LEONARDO da Vinci conceived the idea of the parachute in his writings and the Frenchman Louis-Sebastien Lenormand fashioned a kind of parachute out of two umbrellas and jumped from a tree in 1783, but André-Jacques Garnerin was the first to design and test parachutes capable of slowing a man’s fall from a high altitude.
Garnerin first conceived of the possibility of using air resistance to slow an individual’s fall from a high altitude while a prisoner during the French Revolution.
Although he never employed a parachute to escape from the high ramparts of the Hungarian prison where he spent three years, Garnerin never lost interest in the concept of the parachute.
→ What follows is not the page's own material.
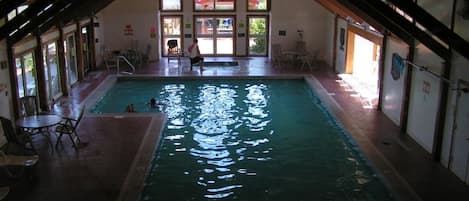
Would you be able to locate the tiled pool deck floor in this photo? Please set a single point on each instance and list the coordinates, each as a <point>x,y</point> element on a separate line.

In 1797, he completed his first parachute, a canopy 7m in diameter and attached to a basket with suspension lines.
On October 22, 1797, Garnerin attached the parachute to a hydrogen balloon and ascended to an altitude of 1 000m. He then clambered into the basket and severed the parachute from the balloon.
As he had failed to include an air vent at the top of the prototype, Garnerin oscillated wildly in his descent, but he landed, shaken but unhurt, half a mile from the balloon’s take-off site.
In 1799, Garnerin’s wife, Jeanne-Geneviève, became the first female parachutist. In 1802, Garnerin made a spectacular jump from 2 500m during an exhibition in England. He died in a balloon accident in 1823 while preparing to test a new parachute.